HUNGER (2008)



I’m going to be totally honest: I was excited to see Hunger for mainly two reasons. A.) Steve McQueen directed it and B.) Michael Fassbender and his dick are in it. Yes, I was very excited for Michael Fassbender nudity. So excited, in fact, that I sort of forgot that a movie about a prison hunger strike probably wouldn’t have sexy nudity. That oversight became pretty clear pretty fast and ultimately I didn’t even want to see Michael Fassbender’s dick because naked wasn’t the best state for his character to be in.

So Hunger actively made me not want to see Michael Fassbender naked. That’s a feat in itself. Aside from all of that, I think if you described this movie to me I wouldn’t have been too excited for it. There is an extreme lack of dialogue, and except for some text in the beginning you’re not told much of what’s going on or who anyone is (which can leave people not very familiar with modern Irish history sort of in the dark at times). But somehow, it worked for me. I usually hate that shit. But I almost didn’t even notice, I think it wasn’t until 15 minutes in that I realized no one had really even spoken yet. There was just so much to watch and understand and the acting was so incredible that you really didn’t even need dialogue, which is something I almost never think.

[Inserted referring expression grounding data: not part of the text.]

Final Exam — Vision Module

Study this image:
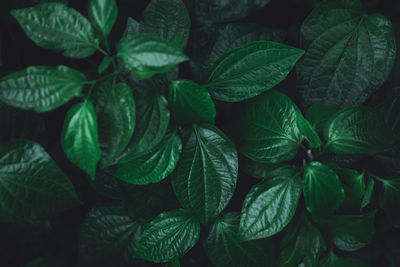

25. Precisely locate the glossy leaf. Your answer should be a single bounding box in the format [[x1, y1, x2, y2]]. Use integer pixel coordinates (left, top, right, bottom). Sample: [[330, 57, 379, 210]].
[[380, 176, 400, 227], [116, 131, 182, 185], [236, 90, 303, 163], [140, 0, 190, 49], [0, 66, 85, 112], [78, 204, 143, 267], [324, 106, 394, 155], [305, 104, 336, 134], [168, 79, 216, 124], [319, 250, 368, 267], [61, 100, 100, 179], [206, 41, 304, 102], [296, 111, 322, 149], [334, 167, 365, 211], [0, 140, 79, 222], [135, 209, 200, 263], [239, 156, 281, 180], [98, 56, 112, 74], [204, 212, 275, 267], [239, 166, 302, 241], [303, 162, 344, 219], [11, 2, 98, 58], [117, 34, 188, 79], [361, 175, 375, 211], [171, 124, 238, 223], [88, 0, 118, 36], [297, 0, 396, 108], [91, 81, 135, 167]]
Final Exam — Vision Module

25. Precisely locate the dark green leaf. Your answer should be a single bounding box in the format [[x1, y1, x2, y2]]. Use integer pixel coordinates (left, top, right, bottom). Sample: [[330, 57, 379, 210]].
[[297, 0, 396, 108], [0, 140, 79, 222], [165, 258, 180, 267], [61, 100, 100, 179], [91, 166, 122, 200], [88, 0, 118, 36], [204, 212, 275, 267], [135, 209, 200, 263], [116, 34, 188, 79], [206, 41, 304, 102], [207, 0, 271, 23], [0, 66, 85, 112], [168, 79, 216, 124], [236, 90, 303, 163], [324, 106, 394, 155], [361, 175, 375, 211], [116, 131, 182, 185], [11, 3, 99, 58], [78, 204, 142, 267], [239, 166, 302, 241], [319, 250, 368, 267], [306, 104, 336, 134], [296, 111, 322, 149], [303, 162, 344, 219], [380, 176, 400, 227], [239, 155, 281, 179], [91, 81, 135, 167], [171, 124, 238, 223], [140, 0, 190, 49], [123, 17, 140, 36], [98, 56, 112, 74], [335, 167, 366, 211]]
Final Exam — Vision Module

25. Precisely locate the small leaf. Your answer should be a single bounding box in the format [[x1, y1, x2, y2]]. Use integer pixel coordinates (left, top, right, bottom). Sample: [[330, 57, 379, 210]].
[[0, 140, 79, 222], [305, 104, 336, 134], [334, 167, 366, 211], [238, 166, 302, 241], [379, 176, 400, 227], [78, 204, 142, 267], [319, 250, 368, 267], [303, 162, 344, 219], [296, 111, 322, 149], [204, 212, 275, 267], [168, 79, 216, 124], [91, 81, 135, 167], [236, 90, 303, 163], [116, 131, 182, 185], [361, 175, 375, 211], [11, 2, 98, 58], [117, 34, 188, 79], [62, 100, 100, 179], [135, 209, 200, 263], [0, 66, 85, 112], [171, 124, 238, 223], [97, 56, 112, 74], [88, 0, 118, 36], [140, 0, 190, 49], [206, 41, 304, 102]]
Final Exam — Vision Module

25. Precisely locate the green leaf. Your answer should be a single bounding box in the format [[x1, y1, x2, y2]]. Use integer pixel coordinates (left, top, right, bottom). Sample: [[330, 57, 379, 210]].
[[116, 34, 188, 79], [296, 111, 322, 149], [207, 0, 271, 23], [380, 176, 400, 227], [88, 0, 118, 36], [78, 204, 143, 267], [165, 258, 180, 267], [329, 211, 377, 251], [140, 0, 190, 49], [239, 155, 281, 179], [297, 0, 396, 109], [238, 166, 302, 241], [318, 250, 368, 267], [11, 2, 99, 58], [204, 212, 275, 267], [305, 104, 336, 134], [0, 140, 79, 222], [333, 167, 365, 211], [0, 66, 85, 112], [116, 131, 182, 185], [206, 41, 304, 102], [91, 166, 122, 200], [303, 162, 344, 219], [98, 56, 112, 74], [324, 106, 394, 155], [135, 209, 200, 263], [168, 79, 216, 124], [361, 175, 375, 211], [123, 17, 140, 36], [236, 90, 303, 163], [91, 81, 135, 167], [61, 100, 100, 179], [171, 124, 238, 223]]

A lot has been said about Michael Fassbender’s physical transformation, which I admit is really pretty horrifying to see. I never really thought too hard about how a hunger strike works, what it truly does to your body, and I would have been fine not thinking about it had it not been for this movie. But while that transformation was incredible and everyone was on the top of their acting game, that’s not what pushed Hunger over the edge from good to great for me. That, for me, came from one single scene. Bobby (Fassbender) has decided to go on a hunger strike to protest the treatment IRA protesters receive in prison (and for good reason; the wardens at this prison act more like SS officers than people who work in a prison) and is speaking to Father Dominic Moran (Liam Cunningham) about his hunger strike plans. Moran is on his side intellectually but tries to convince Bobby not to go through with the strike because it will likely kill him and the others that follow. But about 10 minutes into their conversation, at a pause, I suddenly realized that this scene had been going on a long time and I didn’t think the camera ever moved. I paid more attention and found that the camera never moved, that this scene was actually a completely unbroken shot of the two men talking. The dialogue was so amazing that the unbroken shot was hard to even notice. I was floored by that, especially considering this was a movie where dialogue was not high on the priorities list. I don’t even know what more to say about this scene, because it literally is just a filmed conversation between two men. But it is incredible and made me completely love the movie.

Hunger was hard to watch at times, especially toward the end, but it is so good.


Sadly, this is the first Steve McQueen movie I’ve actually seen. I remember when this came out I really wanted to see it but of course it wasn’t until now that I actually did. We started 12 Years a Slave but realized we weren’t in the mood for such an intense movie at the time so we never got back to it. And Shame, I kind of thought it had to do with incest so I skipped that all together. Having seen Hunger, I really need to see everything he does. This film was so beautiful and well directed. The opposite of an M. Night movie.

What I really enjoyed about Hunger was the silence. Two thirds of this film has little to zero dialogue and it’s more of a collection of scenes following different people around one prison than a straight narrative. We follow prison guards, prisoners, and police officers. You get a good sense of everyone involved and how they all think and feel about the treatment bestowed upon the prisoners. It’s done so well too that you don’t really think about no one really talking.

About a third into the film though there is a scene that is just straight up talking. Just two men at a table, having a conversation, that’s done, in large, with one shot. WHAT A GREAT IDEA!! I mean before this time we don’t really even know people’s names that well but all of a sudden we get to see a prisoner and a priest discuss what’s going on with them, how they feel about the mistreatment, and what they plan on doing to get out. It’s a scene that captivates you, too. It reminds me of the long shot in Atonement. You don’t really know it’s happening until about ten minutes into the scene. Then you realize how this is the most talking in the movie, then, have they even changed camera angles? It very well done and I wish more movies had a similar structure.

This movie is great. If you haven’t seen it, please do. As someone who knows nothing about politics, this movie is still one of the best I’ve seen in a while. I almost hope we watch more Steve McQueen again soon!